Fort Worth teacher says she was fired for discussing alleged abuse, gender bias at school
Editor’s Note: Ian Craig was removed as a defendant in Leanna McLaughlin’s lawsuit against Trinity Valley School in October 2020.
A Fort Worth teacher said her school fired her in retaliation for speaking with the parent of a student who said she had been inappropriately touched by another teacher.
Leanna McLaughlin was a history teacher at Trinity Valley School for four years. The position was her dream job, and she left collegiate teaching for the Fort Worth K-12 private school, she said in an interview with the Star-Telegram.
On Wednesday, she filed a lawsuit against the school in Tarrant County. The lawsuit also named Ian Craig, the head of the school, as a defendant. Craig said he cannot comment on pending litigation. The school is on spring break this week.
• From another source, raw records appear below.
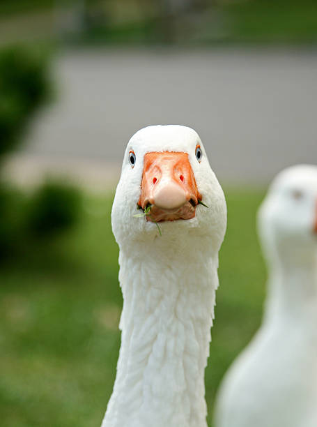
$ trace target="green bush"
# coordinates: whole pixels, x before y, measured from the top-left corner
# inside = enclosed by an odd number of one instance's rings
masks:
[[[31,201],[28,227],[38,237],[52,237],[76,223],[80,205],[77,188],[48,181],[38,188]]]
[[[0,51],[0,156],[17,145],[51,93],[47,55],[21,46]]]
[[[14,253],[23,239],[24,209],[24,199],[22,195],[0,185],[0,261]]]

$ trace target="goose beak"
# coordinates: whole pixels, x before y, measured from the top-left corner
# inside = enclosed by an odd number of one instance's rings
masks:
[[[150,152],[144,156],[138,204],[151,205],[148,220],[190,219],[201,195],[187,153]]]

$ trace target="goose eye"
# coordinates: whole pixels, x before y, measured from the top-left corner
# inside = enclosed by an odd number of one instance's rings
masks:
[[[134,167],[135,165],[135,160],[137,158],[135,156],[134,151],[130,151],[129,153],[129,163],[131,165],[131,167]]]
[[[203,157],[203,151],[201,151],[201,149],[199,145],[197,145],[197,147],[196,147],[195,154],[196,158],[198,160],[199,162],[200,162],[201,160],[201,158]]]

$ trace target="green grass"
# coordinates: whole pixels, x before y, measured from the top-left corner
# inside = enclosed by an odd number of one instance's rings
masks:
[[[255,234],[263,193],[226,195],[229,226],[206,375],[210,414],[224,370],[258,327],[265,280]],[[111,197],[86,197],[76,230],[30,244],[0,267],[3,427],[101,424],[115,376],[122,304],[111,204]]]

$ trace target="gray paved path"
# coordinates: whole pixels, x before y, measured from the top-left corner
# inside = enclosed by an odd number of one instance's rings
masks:
[[[224,181],[317,163],[316,52],[82,50],[57,57],[55,71],[60,93],[29,155],[115,167],[137,129],[180,123],[198,131]]]

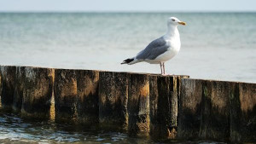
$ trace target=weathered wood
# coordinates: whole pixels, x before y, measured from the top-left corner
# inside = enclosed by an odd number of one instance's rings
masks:
[[[198,138],[201,119],[202,80],[182,78],[177,137]]]
[[[147,74],[131,74],[128,115],[129,134],[149,132],[149,77]]]
[[[23,116],[49,118],[53,78],[54,69],[25,68],[25,91],[21,107]]]
[[[15,84],[15,94],[14,94],[14,102],[13,110],[20,111],[22,106],[23,95],[25,94],[26,86],[26,73],[25,66],[16,67],[16,78]]]
[[[14,101],[16,66],[1,66],[1,103],[3,108],[11,108]]]
[[[150,76],[150,135],[154,139],[176,137],[181,77]]]
[[[205,80],[200,137],[227,141],[230,138],[230,83]]]
[[[256,84],[232,84],[230,93],[231,142],[256,143]]]
[[[99,122],[101,126],[126,129],[130,74],[100,72]]]
[[[83,124],[96,124],[99,119],[99,72],[79,70],[78,83],[78,121]]]
[[[75,70],[55,71],[55,120],[76,121],[78,90]]]

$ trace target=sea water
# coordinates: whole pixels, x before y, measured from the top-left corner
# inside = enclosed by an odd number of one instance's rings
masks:
[[[164,35],[170,16],[187,26],[167,73],[256,83],[256,13],[0,13],[0,65],[160,73],[159,65],[120,63]],[[0,142],[158,143],[1,109]]]
[[[0,65],[160,73],[120,65],[176,16],[181,50],[169,74],[256,83],[256,13],[0,13]]]

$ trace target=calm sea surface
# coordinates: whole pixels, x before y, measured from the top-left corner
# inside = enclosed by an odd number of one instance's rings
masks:
[[[188,25],[178,27],[182,48],[168,73],[256,83],[256,13],[0,13],[0,65],[160,73],[158,65],[120,62],[164,35],[170,16]],[[154,143],[2,111],[0,142]]]
[[[0,13],[0,65],[160,73],[159,65],[120,62],[179,26],[171,74],[256,83],[256,13]]]

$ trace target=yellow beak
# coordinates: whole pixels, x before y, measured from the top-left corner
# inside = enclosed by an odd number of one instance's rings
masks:
[[[183,22],[183,21],[180,21],[180,22],[178,22],[178,24],[180,24],[180,25],[183,25],[183,26],[185,26],[185,25],[186,25],[186,23],[185,23],[185,22]]]

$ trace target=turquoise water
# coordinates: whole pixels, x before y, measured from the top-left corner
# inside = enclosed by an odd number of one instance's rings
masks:
[[[256,83],[256,13],[0,13],[0,65],[160,73],[158,65],[119,63],[179,26],[171,74]]]
[[[125,132],[106,130],[96,125],[84,126],[72,123],[55,123],[39,119],[26,119],[19,113],[0,108],[0,143],[17,144],[224,144],[211,141],[154,141],[148,136],[129,136]]]

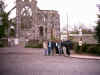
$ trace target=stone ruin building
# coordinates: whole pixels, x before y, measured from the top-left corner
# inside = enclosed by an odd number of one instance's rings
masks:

On Feb. 12, a former student of McLaughlin’s told her a teacher touched her inappropriately as a basketball game, McLaughlin said. The teacher pressed himself up closely behind the female student and touched her backside, the student told McLaughlin.
“She was shaking, crying. I was really, really concerned about that student,” McLaughlin said.
McLaughlin is close friends with the student’s family and spoke with her mother, who said the school had already contacted Child Protective Services. That afternoon, McLaughlin visited the student’s home to talk with her parents.
About two weeks later, on March 4, McLaughlin was called into a meeting with Craig, the head of the school, she said. She says he told her she was being fired for talking with the student’s mother, saying she violated the school’s policies of harassment, dissemination of confidential information, and not reporting abuse.
She was escorted off campus by security, she said.
McLaughlin said the school’s accusations do not make sense because the alleged abuse had already been reported to CPS.
“I was upset that I wasn’t able to go and lend support to a family whose daughter had been traumatized,” McLaughlin said. “That I was being fired for that.”
McLaughlin said she cried all weekend after being fired because she did not get to say goodbye to her students or explain the situation.
“I’m really upset that I don’t get to even tell them how amazing they all are and that I want the best for them,” she said. “And that the reason I was terminated was because I wanted to protect them.”
McLaughlin said part of the reason she was fired was because she previously filed a complaint with the school for gender bias. She said female teachers were being reprimanded for the “tone” they used in the classroom, while male teachers never got in trouble for that reason.
Female teachers were told they were being “too harsh or aggressive” for the same tone of voice that would have been seen as commanding in a man, she said. When she confronted the head of the social studies department about the unfair reprimands in April, he told her she “crossed a red line,” according to the lawsuit.
McLaughlin filed a complaint with the Texas Workforce Commission in May 2019, but the school did not investigate, she said.
The teacher accused of touching the student inappropriately was reinstated at the school after an investigation by CPS and police. The family decided not to press charges, McLaughlin said.
After the school fired McLaughlin, they offered her a non-disclosure agreement, which she did not take, she said. The agreement would pay out the rest of her contract of about $20,000 and would bar McLaughlin from disparaging Trinity Valley or filing legal action against the school, she said.
“I would love to have my job back,” she said. “The four years I’ve been teaching there, I’ve met such amazing kids. I feel like there’s a giant hole in my heart because they’re gone, they’ve been ripped away from me.”